So, I'm inside an AWS lambda function. I need to return temp creds from an API endpoint, so that an upload can be performed from browser directly to S3.
The files can be very large, hundreds of gigabytes, so the creds need to last a long time. What's the easiest way to get these type of creds inside a lambda?
The short answer is that you need to assume a role, as I describe in this blog post. A key part of that post is using a session policy to scope the assumed role to a single key on S3.
However, if it takes more than an hour to upload the file, that solution won't work as written, because a Lambda can't assume another role with a requested duration > one hour (see role chaining), a limit that can't be increased.

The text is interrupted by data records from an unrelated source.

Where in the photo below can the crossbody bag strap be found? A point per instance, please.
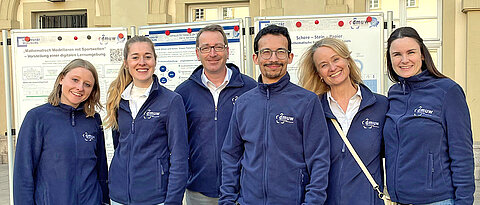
(357, 159)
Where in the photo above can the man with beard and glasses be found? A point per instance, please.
(209, 95)
(277, 147)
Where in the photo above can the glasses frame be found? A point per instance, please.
(224, 47)
(260, 53)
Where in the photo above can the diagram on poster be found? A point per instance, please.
(363, 34)
(175, 48)
(39, 56)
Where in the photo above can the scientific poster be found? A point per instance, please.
(39, 55)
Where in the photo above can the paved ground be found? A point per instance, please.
(4, 191)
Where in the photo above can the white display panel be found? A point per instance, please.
(363, 34)
(175, 48)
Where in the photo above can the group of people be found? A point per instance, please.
(223, 138)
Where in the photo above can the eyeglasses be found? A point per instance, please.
(216, 48)
(267, 53)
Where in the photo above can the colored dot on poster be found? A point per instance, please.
(163, 68)
(163, 80)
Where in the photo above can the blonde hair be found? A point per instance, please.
(121, 82)
(93, 99)
(309, 77)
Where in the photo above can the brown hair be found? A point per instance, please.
(309, 77)
(213, 27)
(93, 99)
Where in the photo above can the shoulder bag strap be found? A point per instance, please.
(357, 159)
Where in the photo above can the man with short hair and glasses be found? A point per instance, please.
(277, 148)
(209, 95)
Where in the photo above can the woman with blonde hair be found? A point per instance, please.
(428, 135)
(60, 156)
(149, 132)
(327, 69)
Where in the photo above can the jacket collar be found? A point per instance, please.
(417, 80)
(368, 98)
(235, 80)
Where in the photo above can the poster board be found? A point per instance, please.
(362, 32)
(175, 48)
(39, 55)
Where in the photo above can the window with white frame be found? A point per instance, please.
(411, 3)
(199, 15)
(374, 4)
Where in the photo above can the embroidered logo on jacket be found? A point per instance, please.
(420, 111)
(282, 119)
(234, 99)
(88, 137)
(149, 114)
(369, 124)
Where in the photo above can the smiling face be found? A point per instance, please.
(272, 69)
(141, 63)
(212, 61)
(406, 57)
(331, 67)
(76, 86)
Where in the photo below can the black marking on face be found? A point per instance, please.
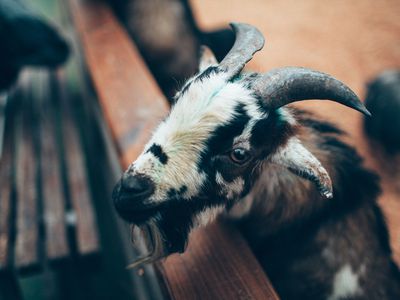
(221, 139)
(207, 73)
(158, 152)
(270, 132)
(173, 193)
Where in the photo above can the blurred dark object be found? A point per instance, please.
(26, 40)
(383, 101)
(169, 39)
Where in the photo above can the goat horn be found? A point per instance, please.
(286, 85)
(248, 41)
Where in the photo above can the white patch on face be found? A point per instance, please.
(229, 189)
(207, 216)
(345, 284)
(206, 105)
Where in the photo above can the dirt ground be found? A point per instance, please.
(352, 40)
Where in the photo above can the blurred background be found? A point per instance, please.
(355, 41)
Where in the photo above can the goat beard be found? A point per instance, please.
(157, 242)
(154, 244)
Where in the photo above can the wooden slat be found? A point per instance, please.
(133, 105)
(56, 243)
(6, 166)
(82, 217)
(217, 264)
(118, 74)
(27, 239)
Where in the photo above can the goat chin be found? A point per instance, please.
(154, 242)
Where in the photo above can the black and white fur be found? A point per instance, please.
(299, 194)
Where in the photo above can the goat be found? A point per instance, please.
(301, 197)
(26, 40)
(168, 38)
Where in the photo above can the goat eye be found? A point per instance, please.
(239, 155)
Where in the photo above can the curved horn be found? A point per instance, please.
(286, 85)
(248, 41)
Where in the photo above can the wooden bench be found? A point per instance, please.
(218, 263)
(46, 212)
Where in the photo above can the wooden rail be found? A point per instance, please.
(218, 263)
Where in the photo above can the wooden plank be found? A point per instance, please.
(82, 216)
(27, 231)
(118, 74)
(217, 264)
(56, 244)
(133, 104)
(6, 170)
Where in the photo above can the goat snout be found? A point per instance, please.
(130, 198)
(137, 186)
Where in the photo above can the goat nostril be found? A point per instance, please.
(136, 184)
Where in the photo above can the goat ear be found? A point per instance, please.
(297, 159)
(207, 58)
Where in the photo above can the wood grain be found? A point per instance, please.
(27, 235)
(218, 262)
(82, 216)
(57, 247)
(131, 100)
(6, 177)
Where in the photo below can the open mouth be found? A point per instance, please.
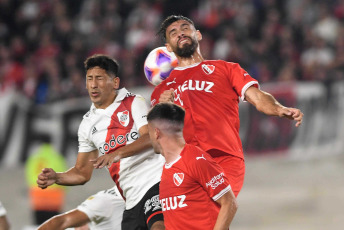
(183, 40)
(94, 94)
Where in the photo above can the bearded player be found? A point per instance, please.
(209, 91)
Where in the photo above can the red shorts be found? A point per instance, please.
(234, 168)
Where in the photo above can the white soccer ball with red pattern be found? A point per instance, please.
(159, 64)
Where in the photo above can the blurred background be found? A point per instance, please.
(294, 48)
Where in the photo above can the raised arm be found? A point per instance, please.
(228, 209)
(266, 103)
(77, 175)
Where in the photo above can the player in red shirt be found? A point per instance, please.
(194, 191)
(209, 91)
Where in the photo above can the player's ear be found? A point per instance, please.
(157, 133)
(116, 81)
(198, 35)
(168, 47)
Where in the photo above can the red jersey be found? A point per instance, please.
(209, 92)
(189, 189)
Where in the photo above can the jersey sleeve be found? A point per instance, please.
(102, 205)
(139, 110)
(155, 95)
(209, 175)
(240, 79)
(85, 145)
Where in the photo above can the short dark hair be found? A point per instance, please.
(107, 63)
(167, 111)
(168, 21)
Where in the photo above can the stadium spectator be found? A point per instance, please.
(4, 224)
(250, 31)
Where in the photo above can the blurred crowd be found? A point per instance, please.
(43, 43)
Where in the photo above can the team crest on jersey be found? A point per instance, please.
(123, 118)
(178, 178)
(208, 69)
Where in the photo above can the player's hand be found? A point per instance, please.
(292, 114)
(46, 178)
(167, 96)
(105, 160)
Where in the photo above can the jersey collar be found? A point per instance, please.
(187, 67)
(169, 165)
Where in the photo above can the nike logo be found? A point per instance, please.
(171, 82)
(202, 157)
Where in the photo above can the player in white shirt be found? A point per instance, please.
(116, 128)
(101, 211)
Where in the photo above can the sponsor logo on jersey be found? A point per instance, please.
(202, 157)
(172, 203)
(152, 204)
(216, 181)
(195, 85)
(208, 69)
(119, 140)
(171, 82)
(123, 118)
(94, 130)
(178, 178)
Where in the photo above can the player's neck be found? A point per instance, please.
(193, 59)
(172, 149)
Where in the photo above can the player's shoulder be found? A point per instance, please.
(222, 63)
(192, 154)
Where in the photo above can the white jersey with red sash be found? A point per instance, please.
(116, 126)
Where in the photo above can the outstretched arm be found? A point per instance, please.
(228, 209)
(77, 175)
(266, 103)
(141, 144)
(73, 218)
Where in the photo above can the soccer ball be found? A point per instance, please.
(159, 64)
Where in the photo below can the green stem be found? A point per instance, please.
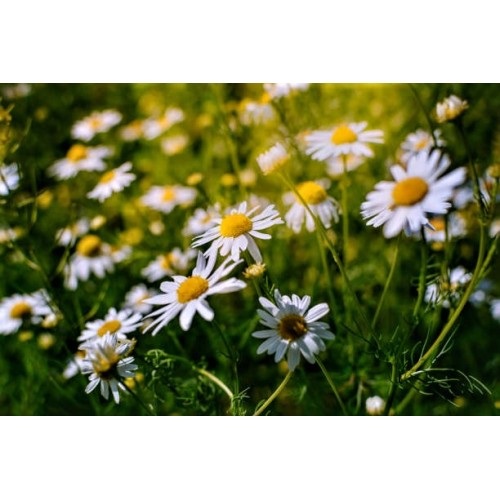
(387, 283)
(274, 395)
(332, 385)
(451, 322)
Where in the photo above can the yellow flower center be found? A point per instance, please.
(168, 194)
(410, 191)
(89, 246)
(76, 153)
(235, 225)
(110, 326)
(312, 193)
(292, 327)
(438, 223)
(107, 177)
(20, 310)
(191, 289)
(343, 135)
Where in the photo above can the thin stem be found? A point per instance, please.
(449, 325)
(274, 395)
(332, 385)
(217, 381)
(387, 282)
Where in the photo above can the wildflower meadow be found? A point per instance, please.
(249, 249)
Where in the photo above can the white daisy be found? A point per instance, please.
(80, 158)
(68, 235)
(375, 405)
(20, 308)
(154, 127)
(174, 145)
(108, 364)
(114, 181)
(344, 139)
(9, 178)
(292, 329)
(450, 108)
(273, 159)
(235, 232)
(495, 309)
(119, 323)
(416, 192)
(201, 220)
(317, 199)
(446, 292)
(419, 141)
(95, 123)
(279, 90)
(188, 295)
(92, 256)
(336, 165)
(166, 198)
(168, 264)
(135, 298)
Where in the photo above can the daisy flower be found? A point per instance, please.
(20, 308)
(320, 204)
(273, 159)
(108, 364)
(114, 181)
(9, 179)
(235, 232)
(92, 256)
(279, 90)
(174, 145)
(188, 295)
(201, 220)
(168, 264)
(134, 299)
(344, 139)
(375, 405)
(80, 158)
(416, 192)
(419, 141)
(446, 292)
(97, 122)
(68, 235)
(338, 164)
(292, 329)
(450, 108)
(166, 198)
(118, 323)
(154, 127)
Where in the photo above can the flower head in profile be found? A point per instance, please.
(80, 158)
(273, 159)
(113, 181)
(108, 363)
(416, 192)
(9, 178)
(95, 123)
(292, 328)
(119, 323)
(419, 141)
(344, 139)
(188, 295)
(319, 202)
(450, 108)
(166, 198)
(92, 256)
(235, 232)
(22, 308)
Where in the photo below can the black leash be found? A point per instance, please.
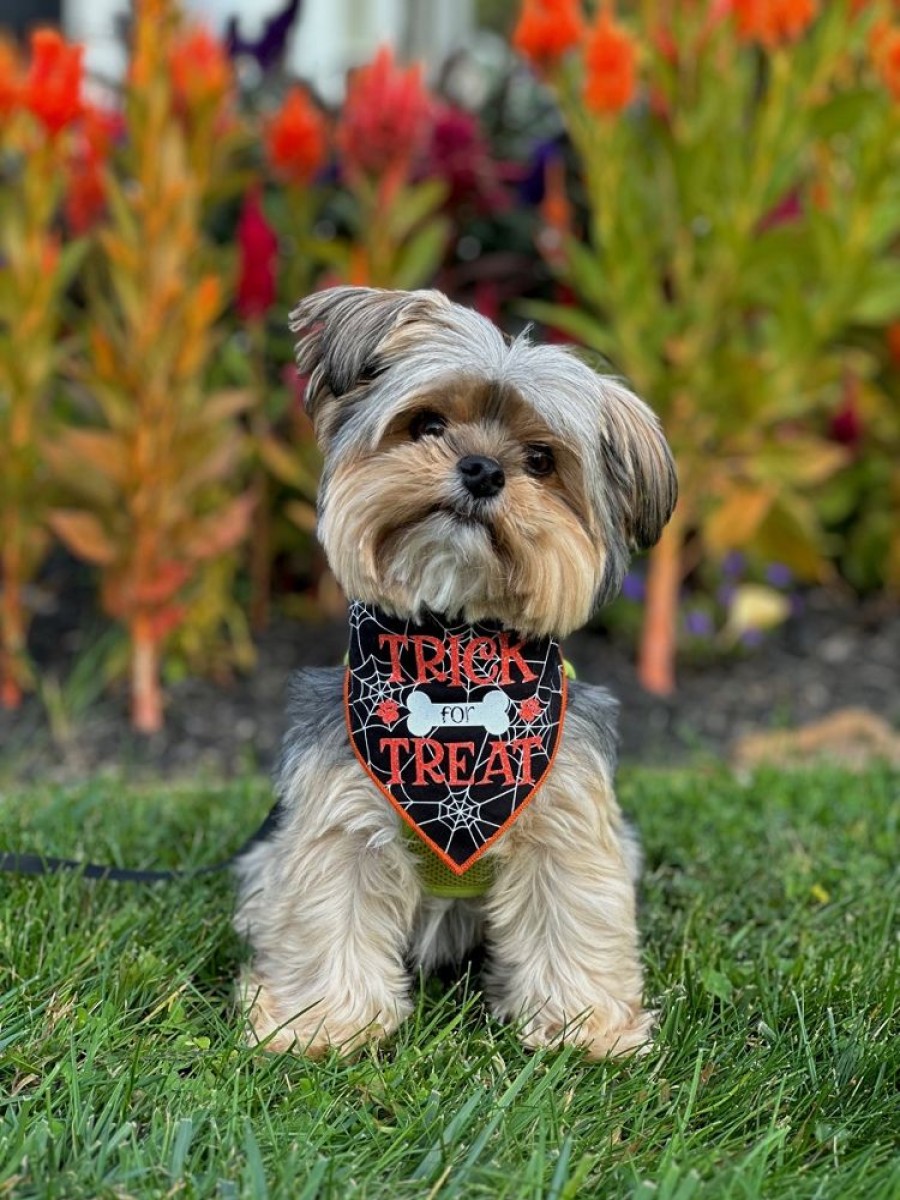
(46, 864)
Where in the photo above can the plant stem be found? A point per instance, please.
(145, 691)
(657, 653)
(12, 627)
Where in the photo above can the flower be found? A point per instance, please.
(85, 196)
(385, 117)
(772, 22)
(10, 82)
(460, 155)
(547, 29)
(610, 66)
(389, 712)
(258, 249)
(295, 138)
(53, 85)
(886, 53)
(531, 709)
(199, 69)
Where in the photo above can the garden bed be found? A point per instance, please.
(832, 655)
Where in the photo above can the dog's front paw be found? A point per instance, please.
(315, 1030)
(595, 1032)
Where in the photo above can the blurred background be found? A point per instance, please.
(700, 197)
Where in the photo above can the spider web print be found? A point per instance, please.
(457, 724)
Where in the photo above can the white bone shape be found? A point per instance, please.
(425, 715)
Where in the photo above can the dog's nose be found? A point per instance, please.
(483, 477)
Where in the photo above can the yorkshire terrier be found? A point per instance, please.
(449, 787)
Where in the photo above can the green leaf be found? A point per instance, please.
(414, 205)
(420, 258)
(585, 271)
(574, 322)
(880, 299)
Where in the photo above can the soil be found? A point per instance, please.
(835, 654)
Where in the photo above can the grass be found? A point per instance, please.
(769, 917)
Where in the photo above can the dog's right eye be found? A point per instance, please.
(427, 425)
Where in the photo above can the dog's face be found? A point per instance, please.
(471, 475)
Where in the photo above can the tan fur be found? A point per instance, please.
(334, 900)
(331, 901)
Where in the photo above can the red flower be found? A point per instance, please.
(385, 117)
(85, 197)
(531, 709)
(547, 29)
(389, 712)
(10, 82)
(772, 22)
(295, 138)
(610, 65)
(53, 84)
(258, 252)
(885, 45)
(199, 67)
(460, 155)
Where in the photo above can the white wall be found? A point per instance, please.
(330, 36)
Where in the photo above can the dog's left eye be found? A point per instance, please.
(427, 425)
(539, 460)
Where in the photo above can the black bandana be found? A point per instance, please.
(457, 725)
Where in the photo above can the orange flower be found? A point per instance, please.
(295, 138)
(10, 82)
(385, 117)
(53, 84)
(772, 22)
(610, 66)
(547, 29)
(885, 46)
(199, 67)
(85, 196)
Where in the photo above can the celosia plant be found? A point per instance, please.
(40, 107)
(156, 477)
(399, 234)
(741, 163)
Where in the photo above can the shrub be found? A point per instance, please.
(741, 168)
(41, 114)
(156, 474)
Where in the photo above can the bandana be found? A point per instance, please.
(456, 724)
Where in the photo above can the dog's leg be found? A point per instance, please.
(561, 922)
(328, 905)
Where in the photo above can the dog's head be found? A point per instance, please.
(473, 475)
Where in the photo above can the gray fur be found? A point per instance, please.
(394, 347)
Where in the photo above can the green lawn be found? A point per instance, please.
(769, 915)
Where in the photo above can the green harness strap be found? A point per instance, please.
(436, 876)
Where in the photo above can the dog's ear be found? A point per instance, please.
(639, 466)
(342, 334)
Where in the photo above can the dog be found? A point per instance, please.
(480, 497)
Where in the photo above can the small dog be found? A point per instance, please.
(480, 498)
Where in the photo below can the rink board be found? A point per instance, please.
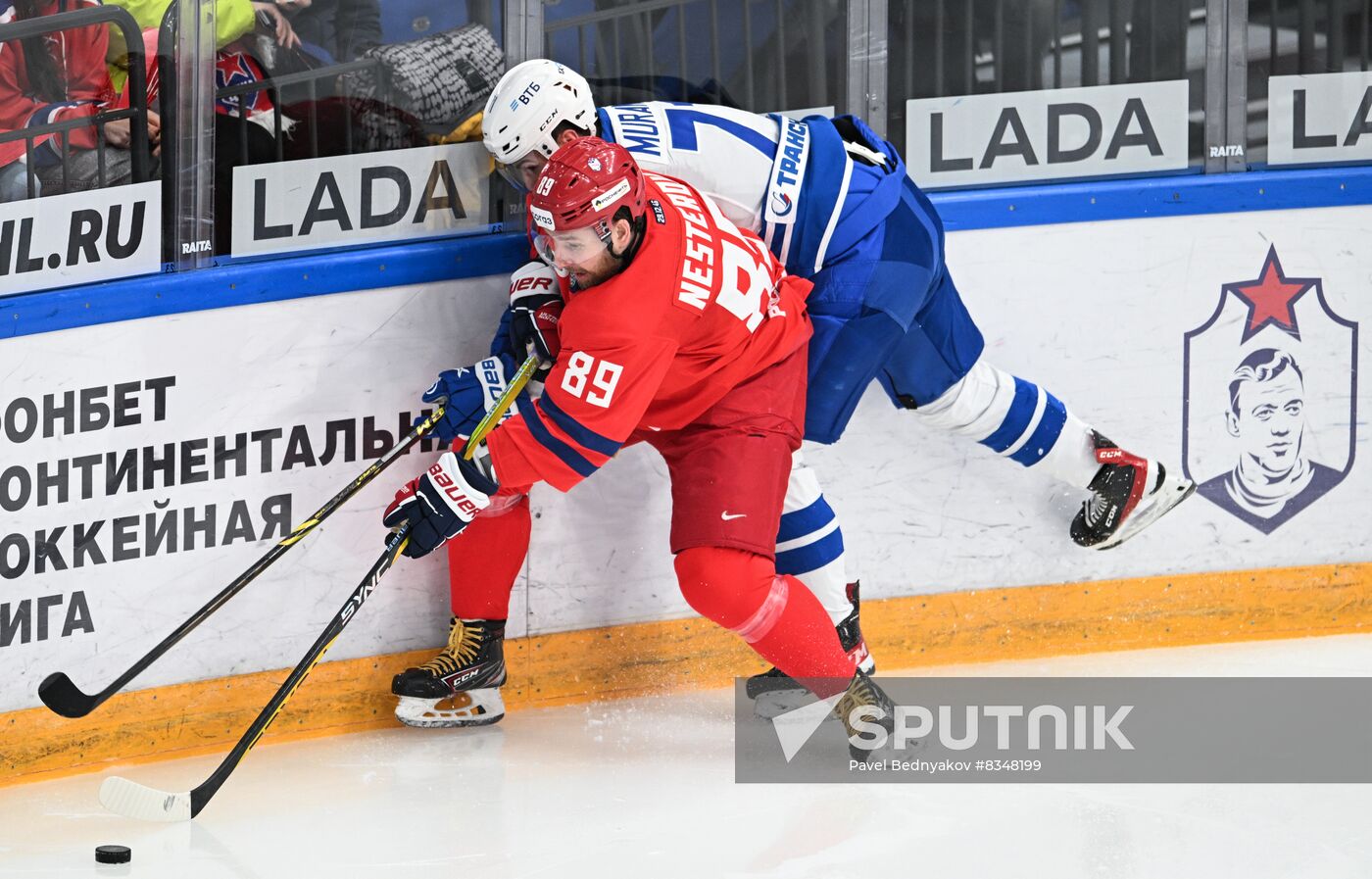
(1098, 313)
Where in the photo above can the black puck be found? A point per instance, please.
(113, 855)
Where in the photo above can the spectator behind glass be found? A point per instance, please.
(236, 141)
(57, 77)
(336, 30)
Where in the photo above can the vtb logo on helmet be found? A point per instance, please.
(525, 109)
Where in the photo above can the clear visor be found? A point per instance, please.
(523, 173)
(572, 248)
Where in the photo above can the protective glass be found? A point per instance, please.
(523, 173)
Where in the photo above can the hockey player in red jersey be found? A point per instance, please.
(678, 330)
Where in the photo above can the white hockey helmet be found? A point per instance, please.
(523, 112)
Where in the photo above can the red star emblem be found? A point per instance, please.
(1271, 298)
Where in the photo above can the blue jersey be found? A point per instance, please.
(788, 180)
(834, 205)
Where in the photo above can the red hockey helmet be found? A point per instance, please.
(583, 185)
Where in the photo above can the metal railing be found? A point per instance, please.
(757, 54)
(136, 113)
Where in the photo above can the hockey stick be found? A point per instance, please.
(64, 697)
(143, 803)
(147, 804)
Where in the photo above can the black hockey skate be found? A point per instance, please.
(775, 693)
(459, 687)
(1127, 495)
(863, 691)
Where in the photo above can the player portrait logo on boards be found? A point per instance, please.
(1269, 398)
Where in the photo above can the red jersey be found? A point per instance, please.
(702, 309)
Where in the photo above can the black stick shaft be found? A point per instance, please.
(69, 703)
(202, 794)
(394, 546)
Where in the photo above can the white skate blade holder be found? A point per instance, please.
(1173, 490)
(469, 708)
(141, 803)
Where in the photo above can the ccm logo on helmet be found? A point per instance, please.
(453, 493)
(532, 281)
(612, 195)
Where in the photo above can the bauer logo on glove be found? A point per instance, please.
(470, 392)
(441, 504)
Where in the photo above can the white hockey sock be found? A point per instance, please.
(809, 543)
(1017, 419)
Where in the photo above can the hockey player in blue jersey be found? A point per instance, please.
(836, 206)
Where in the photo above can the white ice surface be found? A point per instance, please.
(645, 789)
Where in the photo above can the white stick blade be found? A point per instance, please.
(141, 803)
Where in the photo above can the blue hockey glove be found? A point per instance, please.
(441, 504)
(470, 392)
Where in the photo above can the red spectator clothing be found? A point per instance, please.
(79, 55)
(702, 309)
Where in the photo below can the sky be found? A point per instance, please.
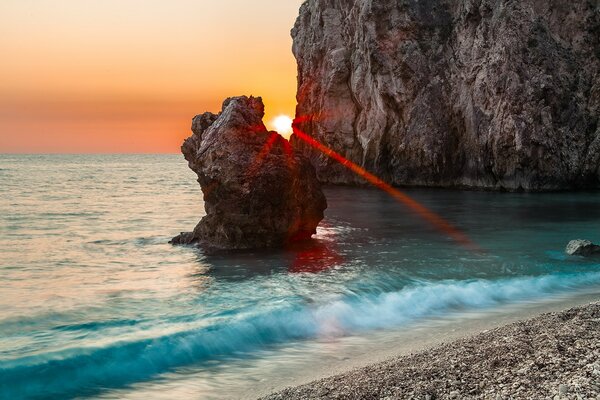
(127, 76)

This means that you need to create a user that can assume the role, and make that user's long-term credentials available to the Lambda (typically via Secrets Manager). Once you've retrieved those credentials, use them to create an STS client (you don't say what language you're using, and I typically use Python, so that's what's shown):
sts_client = boto3.client(
'sts',
aws_access_key_id=stored_access_key,
aws_secret_access_key=stored_secret_key)
Then with those credentials you can assume a role that can write to the file. In following the blog post, the base role has permissions to write to any file on S3, and the session policy limits the assumed role to the specific file:
session_policy = json.dumps({
'Version': '2012-10-17',
'Statement': [
{
'Effect': 'Allow',
'Action': 's3:PutObject',
'Resource': f"arn:aws:s3:::{BUCKET}/{KEY}"
}
]
})
response = sts_client.assume_role(
RoleArn=ASSUMABLE_ROLE_ARN,
RoleSessionName="example",
Policy=session_policy,
DurationSeconds=12 * 3600
)
# these are the credentials that you'd pass to the client application
limited_access_key = response['Credentials']['AccessKeyId']
limited_secret_key = response['Credentials']['SecretAccessKey']
limited_session_token = response['Credentials']['SessionToken']
12 hours is enough time to transfer 500 GB over a 100 mbps connection. If you need to more time than that, then you'll have to create an actual user and return its credentials. You can attach an inline policy to this user to limit its access to the single file (serving the same purpose as the session policy in this example). But since you're limited to 5,000 IAM users in an account, this is not something that you want to do on a regular basis.